While some might scoff at paying such a premium over the standard drug store bars, Quirk said the difference is immediately evident.
"After the first time you use this product, you see and feel a difference on the skin," Quirk said. "They use it up, then they want to come back."
In addition to its soaps, the shop stocks a number of creams and serums designed to combat a variety of ailments. They even offer a men's care line, called Man-Tra, which Quirk said has been a surprise hit. The shelves include a few items made by outside companies, but Little Egg Harbor Soap stands by their quality - and natural origins.
All Little Egg Harbor-branded products are made at their factory in Marmora, which churns out about 800 pounds of soap each week using a method called cold process, through which lye is added to a fat base to produce bar soap.
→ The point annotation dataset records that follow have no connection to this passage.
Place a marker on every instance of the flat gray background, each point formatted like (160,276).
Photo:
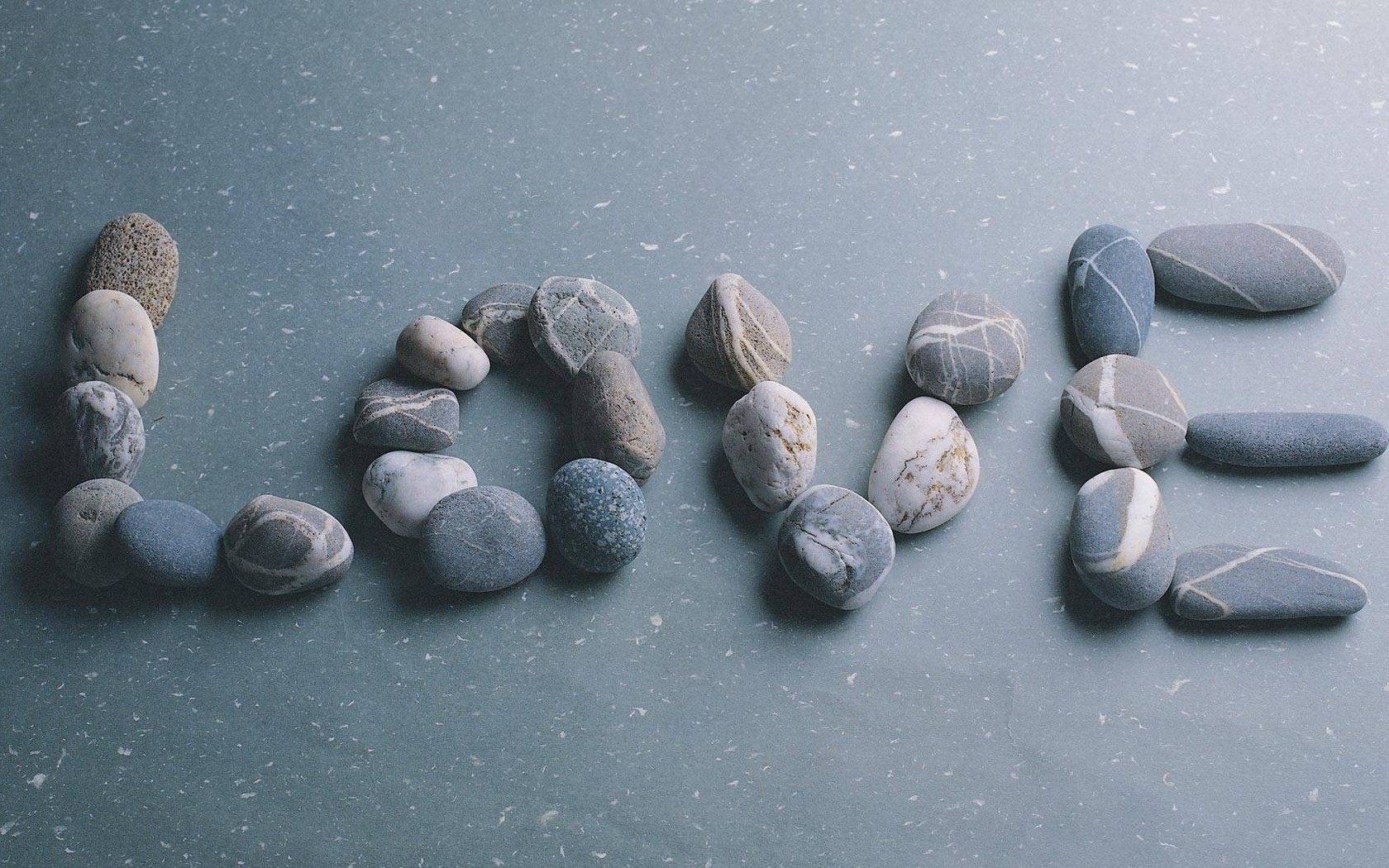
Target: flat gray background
(332,173)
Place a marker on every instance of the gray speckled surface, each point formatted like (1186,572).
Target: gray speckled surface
(330,175)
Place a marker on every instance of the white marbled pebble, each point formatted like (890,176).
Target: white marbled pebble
(770,441)
(402,486)
(110,338)
(441,353)
(927,469)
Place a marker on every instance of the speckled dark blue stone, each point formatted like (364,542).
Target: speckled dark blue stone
(1110,288)
(165,542)
(596,516)
(1286,439)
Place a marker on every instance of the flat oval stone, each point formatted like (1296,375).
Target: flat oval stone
(169,543)
(110,338)
(596,516)
(613,416)
(1286,439)
(927,469)
(737,336)
(402,488)
(1229,582)
(482,539)
(402,414)
(136,255)
(278,546)
(102,432)
(1123,412)
(1121,543)
(441,353)
(498,320)
(82,525)
(770,438)
(573,318)
(1110,289)
(966,349)
(835,546)
(1258,267)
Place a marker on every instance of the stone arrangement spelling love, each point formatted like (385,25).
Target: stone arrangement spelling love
(837,545)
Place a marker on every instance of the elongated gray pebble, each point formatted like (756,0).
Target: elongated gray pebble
(136,255)
(498,320)
(927,469)
(279,546)
(1110,289)
(1286,439)
(441,353)
(482,539)
(402,488)
(1229,582)
(402,414)
(81,528)
(770,438)
(966,349)
(1123,412)
(1258,267)
(573,318)
(737,336)
(103,432)
(110,338)
(835,546)
(613,416)
(1121,543)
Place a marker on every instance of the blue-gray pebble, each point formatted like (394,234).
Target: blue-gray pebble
(837,546)
(1258,267)
(1286,439)
(1229,582)
(596,516)
(482,539)
(169,543)
(1110,288)
(1121,543)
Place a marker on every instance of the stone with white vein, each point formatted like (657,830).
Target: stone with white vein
(927,469)
(966,349)
(1121,543)
(1123,412)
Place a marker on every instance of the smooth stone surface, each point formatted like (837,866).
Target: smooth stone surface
(441,353)
(1258,267)
(402,486)
(136,255)
(400,414)
(1121,543)
(1286,439)
(737,336)
(81,531)
(613,416)
(108,336)
(596,516)
(498,320)
(770,438)
(966,349)
(927,469)
(1123,412)
(1110,290)
(165,542)
(279,546)
(835,546)
(481,539)
(102,432)
(1229,582)
(573,318)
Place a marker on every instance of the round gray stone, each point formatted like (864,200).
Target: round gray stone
(966,349)
(482,539)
Tina Notaro, Kathy's niece, is one of the soapmakers at the factory. She said its her aunt's blend of different vegetable fats, like olive oil, sunflower oil and cocoa butter, that sets their product apart.
"Some oils will give you more of a lather, some will give you more of a cleansing agent. Others will moisturize your skin," Notaro said. "She has this specific ratio she's always been using, and that's what makes our soap different."
Specialty soap and beauty products have become increasingly popular as more and more people have discovered the benefits of natural alternatives, Quirk said.
Still, it's a niche market - but one they're well-equipped to fill from their spot in Historic Smithville.
"(Smithville shoppers) don't go to the mall. They might go buy cheese, or they might go buy a pet (toy), but they're choosing to come here," Quirk said. "That's one of the things we appreciate about being here. Without their support, we couldn't be here."
Little Egg Harbor Soap Company is open 10 a.m. to 5 p.m. Mondays through Fridays, from 10 a.m. to 6 p.m. Saturdays, and from 11 a.m. to 5 p.m. Sundays.